Meet the modern Michelangelo
This young American sculptor creates works of impressive beauty in the great Catholic tradition.
When you think of great sculptors, Michelangelo is the first that comes to mind. It’s no wonder, then, that it inspires great modern sculptors like Christopher Alles.
“When Christopher Alles thinks of sculpture, he thinks of Michelangelo,” he shared in a documentary about Catholic artisans.
The Renaissance artist’s deep faith was evident in so many of his masterpieces. Many of Alles’ creations are also overtly religious. The Oregon native sculpted a life-size figure of St. Charles Borromeo, the patron saint of bishops, for St. Charles Borromeo Church in Montgomery Township, New Jersey.
For Alles, 29, who works out of a studio in Manhattan, the connection between faith and art “is quite natural.” An artist, he says, “is a secular monk in a way. You are in the world, but you’re sort of seeing all things in the light of Christ and in the light of this spiritual encounter that you’re having.
So who is Christopher Alles, exactly? He is a sculptor specializing in figurative and sacred art. His work is truly impressive in its beauty.

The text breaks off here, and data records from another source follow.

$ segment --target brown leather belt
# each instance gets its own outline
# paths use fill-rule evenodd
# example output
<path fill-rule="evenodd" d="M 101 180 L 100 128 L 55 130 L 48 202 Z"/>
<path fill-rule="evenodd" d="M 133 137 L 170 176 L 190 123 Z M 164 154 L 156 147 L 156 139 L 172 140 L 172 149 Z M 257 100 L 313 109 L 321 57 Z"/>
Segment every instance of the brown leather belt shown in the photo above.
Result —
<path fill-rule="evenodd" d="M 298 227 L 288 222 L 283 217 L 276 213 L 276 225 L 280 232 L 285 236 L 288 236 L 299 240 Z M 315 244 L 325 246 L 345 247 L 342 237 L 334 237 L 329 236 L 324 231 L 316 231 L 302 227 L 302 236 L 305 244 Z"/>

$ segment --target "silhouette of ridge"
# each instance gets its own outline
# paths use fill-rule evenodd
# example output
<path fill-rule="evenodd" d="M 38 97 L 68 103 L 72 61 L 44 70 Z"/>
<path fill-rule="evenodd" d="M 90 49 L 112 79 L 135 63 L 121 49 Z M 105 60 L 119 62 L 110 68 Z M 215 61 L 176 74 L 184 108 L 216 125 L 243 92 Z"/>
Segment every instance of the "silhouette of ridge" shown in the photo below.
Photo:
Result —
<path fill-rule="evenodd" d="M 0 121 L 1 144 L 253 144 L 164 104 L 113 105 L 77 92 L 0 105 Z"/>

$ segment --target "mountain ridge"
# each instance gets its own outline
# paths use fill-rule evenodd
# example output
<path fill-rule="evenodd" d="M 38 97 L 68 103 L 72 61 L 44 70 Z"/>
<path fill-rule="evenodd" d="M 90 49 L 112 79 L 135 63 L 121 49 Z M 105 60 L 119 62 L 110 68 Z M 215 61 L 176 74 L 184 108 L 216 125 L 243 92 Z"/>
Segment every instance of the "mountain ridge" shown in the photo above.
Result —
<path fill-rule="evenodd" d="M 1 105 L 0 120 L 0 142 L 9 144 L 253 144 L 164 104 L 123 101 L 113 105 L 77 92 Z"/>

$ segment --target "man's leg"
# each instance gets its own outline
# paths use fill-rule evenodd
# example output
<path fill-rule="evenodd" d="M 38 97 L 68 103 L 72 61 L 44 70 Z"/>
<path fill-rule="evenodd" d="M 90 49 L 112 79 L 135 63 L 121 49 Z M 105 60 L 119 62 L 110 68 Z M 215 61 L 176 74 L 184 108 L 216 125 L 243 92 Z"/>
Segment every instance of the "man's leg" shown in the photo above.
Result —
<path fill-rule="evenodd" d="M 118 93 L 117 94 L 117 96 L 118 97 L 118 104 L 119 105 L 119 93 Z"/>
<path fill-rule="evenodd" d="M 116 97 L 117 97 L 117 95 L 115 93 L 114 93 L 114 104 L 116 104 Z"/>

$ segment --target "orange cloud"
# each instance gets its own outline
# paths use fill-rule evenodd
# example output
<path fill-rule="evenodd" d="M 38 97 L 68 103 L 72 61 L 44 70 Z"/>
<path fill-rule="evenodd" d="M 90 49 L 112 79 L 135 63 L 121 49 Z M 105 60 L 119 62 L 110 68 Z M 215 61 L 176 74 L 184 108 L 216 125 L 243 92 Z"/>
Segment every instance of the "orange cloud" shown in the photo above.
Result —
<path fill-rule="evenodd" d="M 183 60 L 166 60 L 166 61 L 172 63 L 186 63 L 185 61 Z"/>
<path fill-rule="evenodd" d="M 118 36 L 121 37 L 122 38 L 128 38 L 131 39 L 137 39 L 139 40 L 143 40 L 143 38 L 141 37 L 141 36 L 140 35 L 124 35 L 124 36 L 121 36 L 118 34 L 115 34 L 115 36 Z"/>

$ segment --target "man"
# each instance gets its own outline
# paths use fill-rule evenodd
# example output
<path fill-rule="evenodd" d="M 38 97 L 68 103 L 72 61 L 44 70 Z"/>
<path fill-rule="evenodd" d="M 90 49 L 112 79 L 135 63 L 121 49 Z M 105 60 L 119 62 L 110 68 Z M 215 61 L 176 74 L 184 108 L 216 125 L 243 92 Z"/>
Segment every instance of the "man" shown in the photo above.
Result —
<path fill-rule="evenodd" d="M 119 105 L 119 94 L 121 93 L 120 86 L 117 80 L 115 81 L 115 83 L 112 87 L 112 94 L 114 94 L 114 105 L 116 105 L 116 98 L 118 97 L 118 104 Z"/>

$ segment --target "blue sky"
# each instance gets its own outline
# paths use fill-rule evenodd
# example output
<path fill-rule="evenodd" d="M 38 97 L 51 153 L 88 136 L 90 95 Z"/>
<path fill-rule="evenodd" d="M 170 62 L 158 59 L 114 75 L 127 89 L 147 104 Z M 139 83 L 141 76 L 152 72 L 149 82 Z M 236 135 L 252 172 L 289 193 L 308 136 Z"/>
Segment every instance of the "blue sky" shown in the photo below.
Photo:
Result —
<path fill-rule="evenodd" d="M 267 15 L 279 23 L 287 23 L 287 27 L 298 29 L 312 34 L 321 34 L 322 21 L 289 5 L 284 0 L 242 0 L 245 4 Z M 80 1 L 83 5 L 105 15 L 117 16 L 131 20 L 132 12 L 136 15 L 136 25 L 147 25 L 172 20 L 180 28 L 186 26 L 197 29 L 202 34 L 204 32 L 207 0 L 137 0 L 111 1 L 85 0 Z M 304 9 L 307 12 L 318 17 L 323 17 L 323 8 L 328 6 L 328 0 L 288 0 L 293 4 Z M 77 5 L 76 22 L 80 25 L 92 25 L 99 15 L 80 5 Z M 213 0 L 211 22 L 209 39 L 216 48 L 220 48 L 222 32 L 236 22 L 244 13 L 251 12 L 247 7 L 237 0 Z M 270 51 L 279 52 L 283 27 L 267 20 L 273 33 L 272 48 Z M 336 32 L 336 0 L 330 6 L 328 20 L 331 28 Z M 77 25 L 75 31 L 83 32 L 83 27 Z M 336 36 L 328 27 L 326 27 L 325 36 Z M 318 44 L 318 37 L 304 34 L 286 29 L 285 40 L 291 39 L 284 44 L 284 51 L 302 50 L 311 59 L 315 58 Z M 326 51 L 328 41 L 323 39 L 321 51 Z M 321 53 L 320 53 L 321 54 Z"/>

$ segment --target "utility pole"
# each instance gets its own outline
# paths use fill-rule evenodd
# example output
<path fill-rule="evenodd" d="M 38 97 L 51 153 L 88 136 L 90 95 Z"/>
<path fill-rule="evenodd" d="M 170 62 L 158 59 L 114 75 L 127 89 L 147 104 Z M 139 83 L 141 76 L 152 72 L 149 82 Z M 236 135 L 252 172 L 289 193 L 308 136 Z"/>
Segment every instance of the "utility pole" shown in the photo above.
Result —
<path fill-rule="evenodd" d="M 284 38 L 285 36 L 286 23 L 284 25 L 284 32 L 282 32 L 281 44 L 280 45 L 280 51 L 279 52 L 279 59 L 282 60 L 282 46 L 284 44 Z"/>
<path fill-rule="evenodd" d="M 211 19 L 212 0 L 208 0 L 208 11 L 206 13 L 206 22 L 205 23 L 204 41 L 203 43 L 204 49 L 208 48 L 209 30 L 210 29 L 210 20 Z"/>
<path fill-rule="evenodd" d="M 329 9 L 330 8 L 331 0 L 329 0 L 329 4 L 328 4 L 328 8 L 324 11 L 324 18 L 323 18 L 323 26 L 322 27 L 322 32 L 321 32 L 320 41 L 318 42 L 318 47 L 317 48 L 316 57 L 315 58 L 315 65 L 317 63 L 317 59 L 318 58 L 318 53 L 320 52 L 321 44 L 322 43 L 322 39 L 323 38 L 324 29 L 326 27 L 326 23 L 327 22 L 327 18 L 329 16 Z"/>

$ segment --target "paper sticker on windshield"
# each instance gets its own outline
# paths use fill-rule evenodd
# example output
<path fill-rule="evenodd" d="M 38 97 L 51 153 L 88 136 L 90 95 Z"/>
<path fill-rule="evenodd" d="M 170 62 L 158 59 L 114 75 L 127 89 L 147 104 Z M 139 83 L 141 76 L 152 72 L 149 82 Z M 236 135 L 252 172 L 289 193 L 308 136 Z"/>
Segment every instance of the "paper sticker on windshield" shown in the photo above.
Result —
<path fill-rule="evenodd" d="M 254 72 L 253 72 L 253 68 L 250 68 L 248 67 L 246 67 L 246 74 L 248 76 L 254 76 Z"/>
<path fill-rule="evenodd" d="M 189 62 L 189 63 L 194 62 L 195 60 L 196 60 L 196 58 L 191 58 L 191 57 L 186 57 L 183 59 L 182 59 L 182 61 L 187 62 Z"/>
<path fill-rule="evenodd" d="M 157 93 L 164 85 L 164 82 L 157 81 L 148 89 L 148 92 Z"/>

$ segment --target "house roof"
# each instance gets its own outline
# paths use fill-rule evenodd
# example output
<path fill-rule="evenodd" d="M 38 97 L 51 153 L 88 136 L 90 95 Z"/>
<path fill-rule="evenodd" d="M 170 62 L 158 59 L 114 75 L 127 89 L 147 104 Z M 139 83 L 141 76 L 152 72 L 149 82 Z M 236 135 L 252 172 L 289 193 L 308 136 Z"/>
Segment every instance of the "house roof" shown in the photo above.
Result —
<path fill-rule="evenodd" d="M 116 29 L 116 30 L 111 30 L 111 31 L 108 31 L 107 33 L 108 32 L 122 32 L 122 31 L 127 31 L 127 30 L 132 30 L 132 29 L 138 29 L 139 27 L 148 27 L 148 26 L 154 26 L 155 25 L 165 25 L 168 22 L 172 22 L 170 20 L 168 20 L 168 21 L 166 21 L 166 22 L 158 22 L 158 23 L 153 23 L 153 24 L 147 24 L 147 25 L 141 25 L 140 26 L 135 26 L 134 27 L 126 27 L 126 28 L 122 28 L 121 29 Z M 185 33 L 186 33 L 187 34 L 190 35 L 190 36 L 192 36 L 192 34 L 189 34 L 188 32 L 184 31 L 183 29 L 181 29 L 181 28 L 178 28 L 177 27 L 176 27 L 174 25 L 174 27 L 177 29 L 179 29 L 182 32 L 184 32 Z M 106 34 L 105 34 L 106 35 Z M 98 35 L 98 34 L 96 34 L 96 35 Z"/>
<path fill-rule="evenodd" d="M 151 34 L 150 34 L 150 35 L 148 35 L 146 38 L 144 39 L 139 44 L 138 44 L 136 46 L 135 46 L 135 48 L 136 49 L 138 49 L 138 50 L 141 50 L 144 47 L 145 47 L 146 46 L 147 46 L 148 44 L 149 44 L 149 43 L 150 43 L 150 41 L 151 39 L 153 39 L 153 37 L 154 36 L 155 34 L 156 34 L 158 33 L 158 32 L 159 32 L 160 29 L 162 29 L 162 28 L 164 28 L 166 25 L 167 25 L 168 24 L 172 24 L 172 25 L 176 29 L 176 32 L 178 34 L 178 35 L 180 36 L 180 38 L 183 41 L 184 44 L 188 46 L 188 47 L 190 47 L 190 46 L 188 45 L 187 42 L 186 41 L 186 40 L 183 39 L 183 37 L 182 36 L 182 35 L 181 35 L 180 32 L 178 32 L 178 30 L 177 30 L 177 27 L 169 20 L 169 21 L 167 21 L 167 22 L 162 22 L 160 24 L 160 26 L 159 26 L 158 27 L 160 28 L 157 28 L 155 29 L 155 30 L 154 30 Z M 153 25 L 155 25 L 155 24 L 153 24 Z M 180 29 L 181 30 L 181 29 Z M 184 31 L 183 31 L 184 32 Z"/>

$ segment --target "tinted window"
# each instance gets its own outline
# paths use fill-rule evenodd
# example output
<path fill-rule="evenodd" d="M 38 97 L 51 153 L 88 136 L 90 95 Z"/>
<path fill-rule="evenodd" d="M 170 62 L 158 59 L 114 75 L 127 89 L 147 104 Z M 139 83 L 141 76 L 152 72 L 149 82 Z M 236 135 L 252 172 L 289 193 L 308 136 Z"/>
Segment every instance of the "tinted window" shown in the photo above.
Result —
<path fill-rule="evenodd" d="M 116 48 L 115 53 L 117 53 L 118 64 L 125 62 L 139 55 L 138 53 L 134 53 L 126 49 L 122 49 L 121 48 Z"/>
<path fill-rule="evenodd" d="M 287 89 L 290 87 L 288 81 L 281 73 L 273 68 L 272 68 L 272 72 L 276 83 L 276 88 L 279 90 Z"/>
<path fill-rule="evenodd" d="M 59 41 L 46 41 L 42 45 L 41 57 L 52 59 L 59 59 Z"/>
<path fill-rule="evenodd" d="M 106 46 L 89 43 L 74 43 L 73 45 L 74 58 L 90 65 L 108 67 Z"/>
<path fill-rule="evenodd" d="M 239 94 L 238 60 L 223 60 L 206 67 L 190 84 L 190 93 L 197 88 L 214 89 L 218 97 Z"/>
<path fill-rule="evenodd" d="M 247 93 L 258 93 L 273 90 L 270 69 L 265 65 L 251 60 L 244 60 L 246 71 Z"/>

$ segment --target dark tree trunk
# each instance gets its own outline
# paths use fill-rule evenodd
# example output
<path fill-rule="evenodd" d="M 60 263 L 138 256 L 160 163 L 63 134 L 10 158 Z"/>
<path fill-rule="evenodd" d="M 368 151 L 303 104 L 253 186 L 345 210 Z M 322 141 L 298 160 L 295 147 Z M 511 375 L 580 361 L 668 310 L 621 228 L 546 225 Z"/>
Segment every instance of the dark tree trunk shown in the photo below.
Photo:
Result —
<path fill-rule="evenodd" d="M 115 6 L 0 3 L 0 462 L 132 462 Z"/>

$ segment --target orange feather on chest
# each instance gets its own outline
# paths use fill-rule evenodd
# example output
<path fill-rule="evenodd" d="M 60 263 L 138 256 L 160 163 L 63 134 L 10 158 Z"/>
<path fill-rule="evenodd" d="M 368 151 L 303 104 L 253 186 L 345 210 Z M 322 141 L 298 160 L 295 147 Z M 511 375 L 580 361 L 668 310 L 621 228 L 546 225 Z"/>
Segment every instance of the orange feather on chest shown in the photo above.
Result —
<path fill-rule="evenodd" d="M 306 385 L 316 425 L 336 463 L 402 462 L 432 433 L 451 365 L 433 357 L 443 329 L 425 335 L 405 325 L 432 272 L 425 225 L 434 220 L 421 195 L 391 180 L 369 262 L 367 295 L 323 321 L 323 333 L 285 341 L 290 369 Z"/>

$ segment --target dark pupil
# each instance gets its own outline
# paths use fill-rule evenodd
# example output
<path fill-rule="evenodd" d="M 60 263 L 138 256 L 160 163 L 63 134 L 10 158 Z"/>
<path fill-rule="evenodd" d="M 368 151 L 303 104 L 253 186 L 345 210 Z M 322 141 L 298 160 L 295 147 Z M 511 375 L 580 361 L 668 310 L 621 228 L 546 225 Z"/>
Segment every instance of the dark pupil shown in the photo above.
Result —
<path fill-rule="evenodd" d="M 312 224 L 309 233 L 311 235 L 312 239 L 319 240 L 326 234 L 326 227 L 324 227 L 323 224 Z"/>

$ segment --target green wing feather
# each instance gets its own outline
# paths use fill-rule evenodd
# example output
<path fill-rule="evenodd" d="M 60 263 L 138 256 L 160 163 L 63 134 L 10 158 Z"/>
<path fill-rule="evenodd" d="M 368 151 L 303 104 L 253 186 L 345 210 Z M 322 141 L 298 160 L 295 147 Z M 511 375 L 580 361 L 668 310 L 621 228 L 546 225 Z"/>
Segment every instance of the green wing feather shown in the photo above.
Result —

Like so many great artists, the starry Italian artistic tradition shaped him. After attending college for a year, he dropped out and began formal training in classical art in Florence, Italy, where he assisted artist Dony MacManus on a monumental altar relief of 16 figures for a chapel. from medical school in Rome.
He continued his apprenticeship under the direction of the sculptor Tomasz Misztal, with whom he studied the great European way of sculpture and produced his first almost life-size figure. He also took a drawing master class with Vitaly Borovic, director of drawing at the Imperial Academy of Fine Arts in St. Petersburg, Russia.
Christopher has been commissioned with work across the United States ranging from small scale portraiture to architectural sculpture to monumental figurative sculpture. His work has been featured in the New York Post, The New Criterion and Catholic New York, and of course he is a featured artist in the documentary, masterpieces.
He received the Stanford White Award in the “Arts and Crafts” category for his sculptural contribution to the recently constructed Baldacchino at St. Michael’s Church in Midtown Manhattan.
As if all that wasn’t enough, Alles is the father of baby triplets.
Alles shares her work on her Instagram account, where you can see finished works as well as pieces in progress.
We had the chance to interview this extraordinarily talented artist, and here is what he told us.
What prompted you to do sacred art?
When it comes to creating culture and art, you have to love something to do something. When a decision had to be made as to what type of art I would do, it was clear that it had to be in the realm of Catholic sacred art. This does not exclude other subjects for me, but the highest expression of any culture is the sacred, and in the case of Christian culture, it is the mass. All other art forms and expressions in the West stem from the art of the mass. .
What is your favorite medium to work on?
As a general rule, I like to work with clay. He is obviously very flexible to work with; it’s easy to make changes and the water-based clay responds instantly to your touch. It’s a great way to sculpt. Usually, once the clay is modelled, the works are molded and then cast in bronze or other materials for their final stage.
If you could sculpt anything, what would your dream project be?
This is a difficult question. There are so many things. I would like to do a monumental work of Blessed Charles of Austria. It would be a little more of a civic project, but it would also be a natural church-related project because it is blessed. The context of such a piece, however, would make more sense in Austria or Hungary.
Do you pray while you work? Can you share how prayer affects your artistic process?
Ora et labora. Prayer is always an aspect of the work, it emerges naturally as one progresses. There are no special prayers before my work except morning offerings and a request for the intercession of Saint Castorius, patron saint of sculptors. While I am working, I may be praying without knowing it. Each time one enters into the contemplation of a higher order, it is prayer.
Is there a passage of Scripture or a quote from a saint that guides your life?
Recently, Saint Joseph has played a major role in my work. Not just because much of my recent work has been depictions of him, but also because of his example of leadership and fatherhood. As a father myself, I draw on his intercession and guidance to lead my family through the difficult times and uncertainties of life. He is also the patron saint of artisans and workers in general, so he is a particularly powerful intercessor for the success of my work.